Single by Nathaniel Willemse

from the album Yours
- Released: 5 September 2014
- Recorded: 2014
- Genre: Disco, funk
- Length: 3:09
- Label: DNA Songs, Sony
- Songwriter(s): David Ryan Harris; Nathaniel Willemse; Anthony Egizii; David Musumeci;
- Producer(s): David Ryan Harris and DNA Songs

Nathaniel Willemse singles chronology
| "You're Beautiful" (2014) | "Live Louder" (2014) | "Flava" (2015) |

= Live Louder =

"Live Louder" is a song recorded by Australian singer-songwriter Nathaniel Willemse. It was released on 5 September 2014 as the third single from his debut studio album Yours.

==Background==
A 90-second preview of "Live Louder" was released on 20 August 2014 via Willemse's VEVO account.

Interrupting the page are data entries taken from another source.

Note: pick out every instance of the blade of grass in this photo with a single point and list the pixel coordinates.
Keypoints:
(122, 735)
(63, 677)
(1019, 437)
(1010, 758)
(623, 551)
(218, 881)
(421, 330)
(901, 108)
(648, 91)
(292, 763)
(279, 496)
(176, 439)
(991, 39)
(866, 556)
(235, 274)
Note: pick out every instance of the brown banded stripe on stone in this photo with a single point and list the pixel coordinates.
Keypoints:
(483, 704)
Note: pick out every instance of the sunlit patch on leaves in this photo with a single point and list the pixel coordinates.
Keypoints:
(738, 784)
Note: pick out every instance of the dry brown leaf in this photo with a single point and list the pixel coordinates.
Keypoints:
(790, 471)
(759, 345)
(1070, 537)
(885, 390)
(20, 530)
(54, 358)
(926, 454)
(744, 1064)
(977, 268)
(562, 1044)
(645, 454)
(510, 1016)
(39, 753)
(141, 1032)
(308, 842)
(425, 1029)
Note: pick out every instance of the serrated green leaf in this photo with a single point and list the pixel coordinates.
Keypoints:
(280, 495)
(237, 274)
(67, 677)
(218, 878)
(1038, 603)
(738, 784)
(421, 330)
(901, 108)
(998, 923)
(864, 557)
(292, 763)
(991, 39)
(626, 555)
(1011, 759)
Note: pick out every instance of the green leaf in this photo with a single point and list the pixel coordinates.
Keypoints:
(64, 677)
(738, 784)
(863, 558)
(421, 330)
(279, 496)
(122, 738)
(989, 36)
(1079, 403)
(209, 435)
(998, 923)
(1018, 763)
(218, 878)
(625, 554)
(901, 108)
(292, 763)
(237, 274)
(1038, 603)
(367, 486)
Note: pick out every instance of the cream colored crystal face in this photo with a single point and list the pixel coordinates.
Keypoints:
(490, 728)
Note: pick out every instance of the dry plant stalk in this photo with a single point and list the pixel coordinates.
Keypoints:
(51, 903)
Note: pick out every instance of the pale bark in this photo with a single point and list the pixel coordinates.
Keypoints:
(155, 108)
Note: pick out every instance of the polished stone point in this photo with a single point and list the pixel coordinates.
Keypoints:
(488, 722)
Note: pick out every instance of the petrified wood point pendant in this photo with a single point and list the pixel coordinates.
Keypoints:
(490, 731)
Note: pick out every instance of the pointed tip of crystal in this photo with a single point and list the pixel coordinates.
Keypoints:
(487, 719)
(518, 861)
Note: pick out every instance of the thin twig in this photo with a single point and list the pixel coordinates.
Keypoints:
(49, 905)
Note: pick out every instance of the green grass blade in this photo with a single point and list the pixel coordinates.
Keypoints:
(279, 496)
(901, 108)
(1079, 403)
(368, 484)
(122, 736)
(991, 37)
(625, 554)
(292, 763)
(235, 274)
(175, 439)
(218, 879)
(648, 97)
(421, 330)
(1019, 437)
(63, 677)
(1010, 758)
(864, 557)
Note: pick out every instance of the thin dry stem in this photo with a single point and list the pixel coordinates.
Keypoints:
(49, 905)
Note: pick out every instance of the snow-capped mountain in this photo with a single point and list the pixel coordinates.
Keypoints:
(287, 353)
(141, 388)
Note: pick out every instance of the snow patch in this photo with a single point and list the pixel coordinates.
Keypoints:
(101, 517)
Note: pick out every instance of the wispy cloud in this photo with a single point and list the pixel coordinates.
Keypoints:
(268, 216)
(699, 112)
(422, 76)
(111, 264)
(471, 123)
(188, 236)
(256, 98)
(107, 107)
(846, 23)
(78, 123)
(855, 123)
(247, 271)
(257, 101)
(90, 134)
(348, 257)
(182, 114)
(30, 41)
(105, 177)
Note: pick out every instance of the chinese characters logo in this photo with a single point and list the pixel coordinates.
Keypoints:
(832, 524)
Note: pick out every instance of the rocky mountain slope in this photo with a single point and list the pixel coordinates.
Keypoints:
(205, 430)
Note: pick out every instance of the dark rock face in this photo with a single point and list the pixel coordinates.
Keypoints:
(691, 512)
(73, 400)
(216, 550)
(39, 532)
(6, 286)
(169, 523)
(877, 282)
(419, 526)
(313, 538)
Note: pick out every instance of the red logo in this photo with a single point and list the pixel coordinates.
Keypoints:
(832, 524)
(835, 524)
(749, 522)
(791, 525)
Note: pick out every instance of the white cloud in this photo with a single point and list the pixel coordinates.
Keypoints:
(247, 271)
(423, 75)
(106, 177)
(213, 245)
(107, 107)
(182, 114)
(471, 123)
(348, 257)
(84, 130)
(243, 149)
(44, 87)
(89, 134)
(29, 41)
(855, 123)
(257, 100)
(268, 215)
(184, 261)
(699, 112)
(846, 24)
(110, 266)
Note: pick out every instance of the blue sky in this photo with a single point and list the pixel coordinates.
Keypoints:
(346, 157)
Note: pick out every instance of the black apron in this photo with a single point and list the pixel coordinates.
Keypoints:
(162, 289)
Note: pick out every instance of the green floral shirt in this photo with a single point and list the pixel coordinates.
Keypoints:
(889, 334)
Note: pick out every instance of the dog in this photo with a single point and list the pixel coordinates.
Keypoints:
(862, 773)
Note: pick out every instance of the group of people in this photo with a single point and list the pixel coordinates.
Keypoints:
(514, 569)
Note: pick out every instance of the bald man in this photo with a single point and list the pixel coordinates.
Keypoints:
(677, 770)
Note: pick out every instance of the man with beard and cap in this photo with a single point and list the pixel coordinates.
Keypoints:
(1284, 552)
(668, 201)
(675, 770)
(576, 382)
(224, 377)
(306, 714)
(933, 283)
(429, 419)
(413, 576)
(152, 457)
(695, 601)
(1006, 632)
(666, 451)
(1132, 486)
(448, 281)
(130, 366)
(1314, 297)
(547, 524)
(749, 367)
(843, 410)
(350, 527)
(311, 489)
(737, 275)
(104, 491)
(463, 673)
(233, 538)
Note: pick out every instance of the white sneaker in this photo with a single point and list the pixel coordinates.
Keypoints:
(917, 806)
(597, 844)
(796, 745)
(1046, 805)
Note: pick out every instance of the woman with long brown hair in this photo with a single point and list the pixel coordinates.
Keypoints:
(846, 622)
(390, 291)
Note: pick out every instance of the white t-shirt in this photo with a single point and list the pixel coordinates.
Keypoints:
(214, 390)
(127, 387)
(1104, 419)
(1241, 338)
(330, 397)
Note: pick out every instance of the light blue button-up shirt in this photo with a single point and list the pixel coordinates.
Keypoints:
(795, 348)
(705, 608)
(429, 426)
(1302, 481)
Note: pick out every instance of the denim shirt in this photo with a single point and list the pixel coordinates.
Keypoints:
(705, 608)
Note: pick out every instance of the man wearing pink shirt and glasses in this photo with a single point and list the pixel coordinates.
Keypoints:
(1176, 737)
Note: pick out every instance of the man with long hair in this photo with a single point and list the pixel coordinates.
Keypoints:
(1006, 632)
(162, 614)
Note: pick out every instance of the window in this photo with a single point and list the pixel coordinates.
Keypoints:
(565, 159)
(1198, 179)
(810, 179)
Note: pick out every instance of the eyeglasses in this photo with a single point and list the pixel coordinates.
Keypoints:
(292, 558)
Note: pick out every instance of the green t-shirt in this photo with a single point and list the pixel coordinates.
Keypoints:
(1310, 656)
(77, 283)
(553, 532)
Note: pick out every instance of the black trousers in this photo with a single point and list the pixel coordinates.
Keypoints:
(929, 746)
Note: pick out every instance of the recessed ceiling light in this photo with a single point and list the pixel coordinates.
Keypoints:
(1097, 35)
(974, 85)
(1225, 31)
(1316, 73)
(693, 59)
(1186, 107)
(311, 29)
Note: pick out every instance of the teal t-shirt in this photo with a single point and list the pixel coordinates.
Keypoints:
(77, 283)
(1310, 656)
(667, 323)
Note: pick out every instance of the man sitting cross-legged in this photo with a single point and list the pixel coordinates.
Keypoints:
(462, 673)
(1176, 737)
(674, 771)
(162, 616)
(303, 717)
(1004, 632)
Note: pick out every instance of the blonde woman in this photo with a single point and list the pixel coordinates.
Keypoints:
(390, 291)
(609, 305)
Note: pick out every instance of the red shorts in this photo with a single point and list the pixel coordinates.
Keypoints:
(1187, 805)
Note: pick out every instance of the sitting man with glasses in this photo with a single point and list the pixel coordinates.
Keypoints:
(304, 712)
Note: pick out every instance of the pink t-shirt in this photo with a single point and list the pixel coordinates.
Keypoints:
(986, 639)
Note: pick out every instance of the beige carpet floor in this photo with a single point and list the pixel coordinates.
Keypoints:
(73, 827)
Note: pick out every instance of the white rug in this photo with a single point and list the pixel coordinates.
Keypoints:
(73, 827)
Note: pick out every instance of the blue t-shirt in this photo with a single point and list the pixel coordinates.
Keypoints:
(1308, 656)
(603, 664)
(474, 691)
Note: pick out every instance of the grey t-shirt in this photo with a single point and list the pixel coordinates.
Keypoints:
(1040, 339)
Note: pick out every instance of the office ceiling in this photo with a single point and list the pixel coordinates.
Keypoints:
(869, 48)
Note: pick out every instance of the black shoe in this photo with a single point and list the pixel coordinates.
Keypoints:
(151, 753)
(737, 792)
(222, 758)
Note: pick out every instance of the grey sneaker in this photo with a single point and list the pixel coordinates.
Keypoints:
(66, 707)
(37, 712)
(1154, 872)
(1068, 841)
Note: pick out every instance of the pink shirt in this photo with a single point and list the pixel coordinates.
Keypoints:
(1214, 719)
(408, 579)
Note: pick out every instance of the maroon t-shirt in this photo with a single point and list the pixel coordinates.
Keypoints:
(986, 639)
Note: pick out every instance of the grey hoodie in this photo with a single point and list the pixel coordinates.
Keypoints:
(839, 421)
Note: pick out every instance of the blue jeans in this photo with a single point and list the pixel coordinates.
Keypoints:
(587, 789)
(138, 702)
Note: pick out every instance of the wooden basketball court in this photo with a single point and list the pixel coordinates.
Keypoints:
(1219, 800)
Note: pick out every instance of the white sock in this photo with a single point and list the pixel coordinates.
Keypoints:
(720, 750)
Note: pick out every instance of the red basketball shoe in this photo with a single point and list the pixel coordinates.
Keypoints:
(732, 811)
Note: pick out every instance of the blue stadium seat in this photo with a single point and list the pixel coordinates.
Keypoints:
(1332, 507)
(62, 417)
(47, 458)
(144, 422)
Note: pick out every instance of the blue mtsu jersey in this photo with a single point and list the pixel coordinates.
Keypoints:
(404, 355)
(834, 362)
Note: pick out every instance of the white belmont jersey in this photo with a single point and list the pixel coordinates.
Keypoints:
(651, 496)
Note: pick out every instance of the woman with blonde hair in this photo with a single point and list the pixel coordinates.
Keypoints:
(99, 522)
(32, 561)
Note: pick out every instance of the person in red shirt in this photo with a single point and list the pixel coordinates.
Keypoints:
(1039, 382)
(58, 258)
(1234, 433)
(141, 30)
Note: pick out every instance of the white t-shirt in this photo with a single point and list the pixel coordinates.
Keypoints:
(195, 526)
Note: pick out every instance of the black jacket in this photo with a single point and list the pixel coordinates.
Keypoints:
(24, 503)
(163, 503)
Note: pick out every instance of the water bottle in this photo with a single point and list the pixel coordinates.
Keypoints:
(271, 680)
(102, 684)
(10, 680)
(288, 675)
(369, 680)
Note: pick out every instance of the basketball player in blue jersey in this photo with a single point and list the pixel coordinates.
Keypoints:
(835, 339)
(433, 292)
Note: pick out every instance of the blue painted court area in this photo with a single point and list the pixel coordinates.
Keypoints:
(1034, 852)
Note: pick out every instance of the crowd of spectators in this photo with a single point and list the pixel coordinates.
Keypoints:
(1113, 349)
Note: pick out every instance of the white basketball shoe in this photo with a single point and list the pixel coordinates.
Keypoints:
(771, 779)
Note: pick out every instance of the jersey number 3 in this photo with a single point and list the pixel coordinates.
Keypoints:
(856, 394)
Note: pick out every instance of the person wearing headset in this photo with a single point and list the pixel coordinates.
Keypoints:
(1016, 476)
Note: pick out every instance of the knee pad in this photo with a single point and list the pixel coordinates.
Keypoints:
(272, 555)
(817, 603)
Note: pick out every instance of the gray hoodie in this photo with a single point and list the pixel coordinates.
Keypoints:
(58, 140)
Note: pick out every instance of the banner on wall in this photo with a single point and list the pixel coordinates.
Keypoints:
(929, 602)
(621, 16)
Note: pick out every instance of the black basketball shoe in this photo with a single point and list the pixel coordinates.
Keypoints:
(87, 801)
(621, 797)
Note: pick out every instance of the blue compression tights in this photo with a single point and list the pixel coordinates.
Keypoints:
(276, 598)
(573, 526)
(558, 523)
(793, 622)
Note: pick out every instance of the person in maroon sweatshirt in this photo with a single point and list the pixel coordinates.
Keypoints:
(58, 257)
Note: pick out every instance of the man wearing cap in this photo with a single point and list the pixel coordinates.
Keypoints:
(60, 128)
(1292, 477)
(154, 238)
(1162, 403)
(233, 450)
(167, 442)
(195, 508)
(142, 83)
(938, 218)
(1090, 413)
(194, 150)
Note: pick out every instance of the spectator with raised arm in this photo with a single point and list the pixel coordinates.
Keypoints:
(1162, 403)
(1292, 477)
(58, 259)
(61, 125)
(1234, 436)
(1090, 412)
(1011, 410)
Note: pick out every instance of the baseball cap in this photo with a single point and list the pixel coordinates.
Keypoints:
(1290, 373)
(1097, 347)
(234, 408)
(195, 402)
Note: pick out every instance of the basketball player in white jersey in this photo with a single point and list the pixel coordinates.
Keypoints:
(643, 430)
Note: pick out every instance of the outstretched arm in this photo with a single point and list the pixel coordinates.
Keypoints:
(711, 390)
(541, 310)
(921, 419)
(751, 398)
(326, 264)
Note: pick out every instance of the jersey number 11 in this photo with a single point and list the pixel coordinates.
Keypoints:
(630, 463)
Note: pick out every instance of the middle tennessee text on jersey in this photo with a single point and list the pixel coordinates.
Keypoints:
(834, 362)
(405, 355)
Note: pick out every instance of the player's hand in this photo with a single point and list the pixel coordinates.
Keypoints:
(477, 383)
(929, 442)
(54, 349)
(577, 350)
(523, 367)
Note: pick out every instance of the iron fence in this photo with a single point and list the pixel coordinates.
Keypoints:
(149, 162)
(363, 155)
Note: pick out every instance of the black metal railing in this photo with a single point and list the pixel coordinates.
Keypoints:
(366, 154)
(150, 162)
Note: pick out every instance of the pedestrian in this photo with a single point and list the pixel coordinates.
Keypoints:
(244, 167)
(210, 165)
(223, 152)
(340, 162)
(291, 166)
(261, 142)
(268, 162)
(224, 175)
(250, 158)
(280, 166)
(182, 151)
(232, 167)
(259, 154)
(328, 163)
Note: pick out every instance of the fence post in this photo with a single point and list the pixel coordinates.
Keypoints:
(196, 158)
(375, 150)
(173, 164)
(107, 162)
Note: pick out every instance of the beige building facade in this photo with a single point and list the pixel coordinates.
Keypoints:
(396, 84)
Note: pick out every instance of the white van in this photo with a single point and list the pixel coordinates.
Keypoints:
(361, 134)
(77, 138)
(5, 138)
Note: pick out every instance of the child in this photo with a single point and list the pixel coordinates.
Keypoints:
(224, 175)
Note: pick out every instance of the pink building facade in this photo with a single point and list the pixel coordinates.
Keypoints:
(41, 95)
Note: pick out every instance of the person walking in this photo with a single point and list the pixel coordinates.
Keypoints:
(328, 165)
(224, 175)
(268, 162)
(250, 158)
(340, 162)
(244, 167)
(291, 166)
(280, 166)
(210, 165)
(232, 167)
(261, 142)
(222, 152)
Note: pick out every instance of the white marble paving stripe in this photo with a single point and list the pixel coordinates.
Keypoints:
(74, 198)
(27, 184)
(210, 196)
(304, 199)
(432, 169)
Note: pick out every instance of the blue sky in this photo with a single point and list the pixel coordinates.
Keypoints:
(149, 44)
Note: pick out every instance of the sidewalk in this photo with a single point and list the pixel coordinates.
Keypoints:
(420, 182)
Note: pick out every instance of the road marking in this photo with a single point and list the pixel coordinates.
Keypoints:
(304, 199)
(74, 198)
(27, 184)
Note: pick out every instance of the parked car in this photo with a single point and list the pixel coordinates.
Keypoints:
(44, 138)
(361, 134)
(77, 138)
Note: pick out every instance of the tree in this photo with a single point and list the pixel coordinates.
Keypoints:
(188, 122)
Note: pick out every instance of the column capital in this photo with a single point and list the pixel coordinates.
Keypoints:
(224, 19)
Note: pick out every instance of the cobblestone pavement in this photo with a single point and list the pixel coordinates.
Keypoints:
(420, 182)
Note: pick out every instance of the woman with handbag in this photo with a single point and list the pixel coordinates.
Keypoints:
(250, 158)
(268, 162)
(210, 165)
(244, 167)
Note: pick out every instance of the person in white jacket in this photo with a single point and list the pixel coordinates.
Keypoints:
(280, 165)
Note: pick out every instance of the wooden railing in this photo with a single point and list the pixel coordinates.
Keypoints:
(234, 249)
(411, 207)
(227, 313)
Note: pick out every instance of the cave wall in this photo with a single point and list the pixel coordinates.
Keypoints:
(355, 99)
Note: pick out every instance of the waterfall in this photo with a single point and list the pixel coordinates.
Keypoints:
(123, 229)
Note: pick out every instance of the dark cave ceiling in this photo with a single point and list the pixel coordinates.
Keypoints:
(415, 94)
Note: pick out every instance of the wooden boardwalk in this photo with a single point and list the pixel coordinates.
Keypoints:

It became available for pre-order from 22 August 2014.

==Promotion==
"Live Louder" received significant promotion due to its use in a television commercial promotion for the 14th season of Dancing with the Stars Australia. Willemse performed the song live on the verdict show for the sixth season of The X Factor Australia on 15 September 2014.
. The song also features on the soundtrack of the 2015 Australian film "Sucker", which stars Timothy Spall, Shaun Micallef and Kat Stewart.

==Music video==
The official video clip was released on 4 September 2014 via Willemse's VEVO account. Some of the scenes in the video clip bears a resemblance to "Need You Tonight" by INXS.

==Track listing==
- Digital download
1. "Live Louder" – 3:09

- Remixes
2. "Live Louder" (7th Heaven Remix) – 3:19
3. "Live Louder" (7th Heaven Club Mix) – 5:58
4. "Live Louder" (David Konsky Remix) – 3:22

==Charts==
"Live Louder" debuted at number 22 on the Australian ARIA Singles Chart and peaked at number 4 two weeks later.

===Weekly charts===

| Chart (2014) | Peak position |
|---|---|
| Australia (ARIA) | 4 |
| Australian Artist Singles (ARIA) | 2 |

===Year-end charts===

| Chart (2014) | Position |
|---|---|
| Australia (ARIA) | 66 |
| Australian Artist Singles (ARIA) | 12 |

==Certifications==

| Region | Certification | Certified units/sales |
| Australia (ARIA) | 2× Platinum | 140,000^{^} |
^{^} Shipments figures based on certification alone.